Loading ...
Sorry, an error occurred while loading the content.
 

Re: [neat] Re: IEX musings

Expand Messages
  • Colin Green
    ... [thinking cap on] With a 3x3 grid there are 14 different possible sets of inputs right, so 9 individual squares + 4 (groups of 4) + 1 for the whole 9
    Message 1 of 15 , Sep 1, 2004
      John Arrowwood wrote:

      >>From: Colin Green <cgreen@...>
      >>
      >>John Arrowwood wrote:
      >>
      >>
      >>
      >>> <>If someone else
      >>> would be willing to give this experiment a try with their version of
      >>> NEAT
      >>> (just this 3x3 grid prediction) and let it run for a few days to see if
      >>>
      >>The problem seems straight forward enough.
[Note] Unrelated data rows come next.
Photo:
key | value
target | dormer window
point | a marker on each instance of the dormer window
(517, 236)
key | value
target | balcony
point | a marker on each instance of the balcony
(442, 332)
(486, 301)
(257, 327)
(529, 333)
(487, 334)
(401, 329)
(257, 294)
Yeh OK I'll have a look at
      >>implementing it in SharpNEAT. What do you recon, should I used a fixed
      >>number of activations per evaluation or should I relax the network -
      >>which allows for open-ended recursiveness. Maybe I'll try a few
      >>variations and see what happens eh. I'll try and kick it off tomorrow eve.
      >>
      >>
      >
      >Cool. Thanks!
      >
      >Yeah, it's pretty straight forward. I'll upload mux.pl to the group web
      >site so you can have a reference to make sure you are using the same inputs
      >and the same fitness function.
      >
      >
      [thinking cap on] With a 3x3 grid there are 14 different possible sets
      of inputs right, so 9 individual squares + 4 (groups of 4) + 1 for the
      whole 9 together. With such a small number of possibilities it's highly
      likely that a solution will be found by classifying each of these 14
      groups, e.g. 14 hidden nodes each representing one of the groups.
      However this classification approach doesn't scale well, with a 4x4 grid
      the number of possible groupings becomes 30 (hope i got that right) and
      with a 5x5 there are 55, so we can see that this will quickly become an
      unfeasable technique.

      My point is that this problem will probably be solved using a structrue
      that takes advantage of the small number of inputs and that wouldn't
      work with a larger number of inputs. Anyway I'll give it a go and try to
      code it so I can vary the grid size and experiment with larger grids as
      well.

      Colin.
    • Colin Green
      ... Here are some results using the very basic test domain John described. This is after about 40k gens, say 30-45 mins (not keeping track of time)... Coords
      Message 2 of 15 , Sep 1, 2004
        Colin Green wrote:

        >[...]
        >My point is that this problem will probably be solved using a structrue
        >that takes advantage of the small number of inputs and that wouldn't
        >work with a larger number of inputs.
        >
        >
        Here are some results using the very basic test domain John described.
        This is after about 40k gens, say 30-45 mins (not keeping track of time)...

        Coords
        (0.0, 0.0)(0.3, 0.3) expected= 1.00, actual=1.00, diff=0.000
        (0.3, 0.0)(0.7, 0.3) expected= 2.00, actual=2.00, diff=0.003
        (0.7, 0.0)(1.0, 0.3) expected= 3.00, actual=2.94, diff=0.057
        (0.0, 0.3)(0.3, 0.7) expected= 2.00, actual=2.00, diff=0.000
        (0.3, 0.3)(0.7, 0.7) expected= 2.00, actual=1.99, diff=0.008
        (0.7, 0.3)(1.0, 0.7) expected= 3.00, actual=3.00, diff=0.002
        (0.0, 0.7)(0.3, 1.0) expected= 3.00, actual=2.99, diff=0.008
        (0.3, 0.7)(0.7, 1.0) expected= 3.00, actual=3.00, diff=0.003
        (0.7, 0.7)(1.0, 1.0) expected= 3.00, actual=3.05, diff=0.049
        (0.0, 0.0)(0.7, 0.7) expected= 1.75, actual=1.77, diff=0.017
        (0.3, 0.0)(1.0, 0.7) expected= 2.50, actual=2.60, diff=0.103
        (0.0, 0.3)(0.7, 1.0) expected= 2.50, actual=2.48, diff=0.024
        (0.3, 0.3)(1.0, 1.0) expected= 2.75, actual=2.65, diff=0.103
        (0.0, 0.0)(1.0, 1.0) expected= 2.44, actual=2.46, diff=0.013


        The figures are rounded so don't worry about the 0.7, that is two thirds :)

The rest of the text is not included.